そこへニヤニヤしながらやってきたフェルは、両親に調子を合わせながらするりと席へ座った。そして一足飛びに「結婚」と言い出している二人へ、釘を刺すつもりの話題を振ってくれる。


「ほんとはユリウスだってすぐにでも結婚したいと思ってるんじゃないですか? でもおじ様もおば様も、レディ・キキの年齢を知ってますか?」


「あら……そういえば聞かなかったわ。若いとは思ったけど……二十歳はいってないわよね」


「……キキはついこの前十八歳になったばかりです」


「まあ! きちんとお誕生日を祝って差し上げたの?」


「彼女たちに誕生日など存在しませんよ、母様。年度が変わったら年齢を一つ上げるという程度の認識なんです」


長様のパーティーで固有紋チェックをパスさせるために、キキたち三人の戸籍を移民としてマザーへ申請した。その時にヨアキムへ相談して、私もそのことを初めて知ったんだ。


だから三人の誕生日は全員が六月一日。ジンだけ二歳年上なので二十歳だけれど、ギィとキキはこの国の成人年齢である十九歳まで一年ある。


「あら、でも五月の最後にしなくてよかったじゃない? キキが娘になってくれるまで二年も待てないわあ」


――母様はポジティブだな。私に会わせずキキを帰しちゃったから、ちょっと今はイラッとしてしまうのんきな前向きさだったけれど。

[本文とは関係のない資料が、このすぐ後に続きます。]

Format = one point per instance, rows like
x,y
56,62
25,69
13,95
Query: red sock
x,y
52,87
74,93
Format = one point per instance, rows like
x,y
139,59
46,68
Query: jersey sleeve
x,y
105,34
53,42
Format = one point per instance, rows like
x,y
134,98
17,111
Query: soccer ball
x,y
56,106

「まあ、婚約は問題ないじゃないか。世間が注目している今の内にパッと婚約を発表して騒ぎを収束させるつもりなんだろう?」


「ええ、それはそうですけど。肝心のキキへその話はまだしていませんので、父様も母様も、予定外のことはもうナシにしてください」


「「えぇ~、つまんないな」」


「勘弁してください、ほんとに……」


項垂れた私は戻ってきたペティおば様へほんの少しの恨み言をこぼしたが、「キキをあまり遅くまで引き止めたらジンとギィに悪いでしょ」とあっさり反撃されて黙り込んだ。

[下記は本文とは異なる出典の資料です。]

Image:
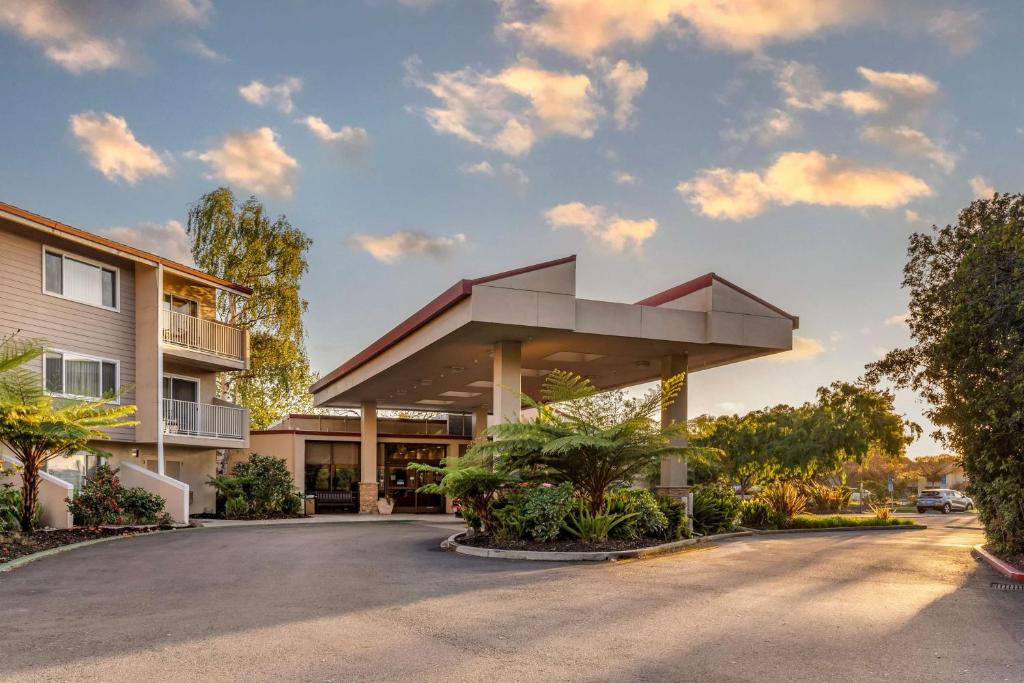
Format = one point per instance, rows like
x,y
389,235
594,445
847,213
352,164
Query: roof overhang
x,y
441,357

キキには会えなかったし、フェルとサイラスはニヤニヤしているしで、今日の私はそこにいた全員と対局して完膚なきまでに負かしてしまった。

でもみんなは生ぬるい目で私を見て、「こりゃあキキ嬢がいないとユリウスはダメなわけだな」と呆れるだけだった。


――チェスの感想になってないよ、それ。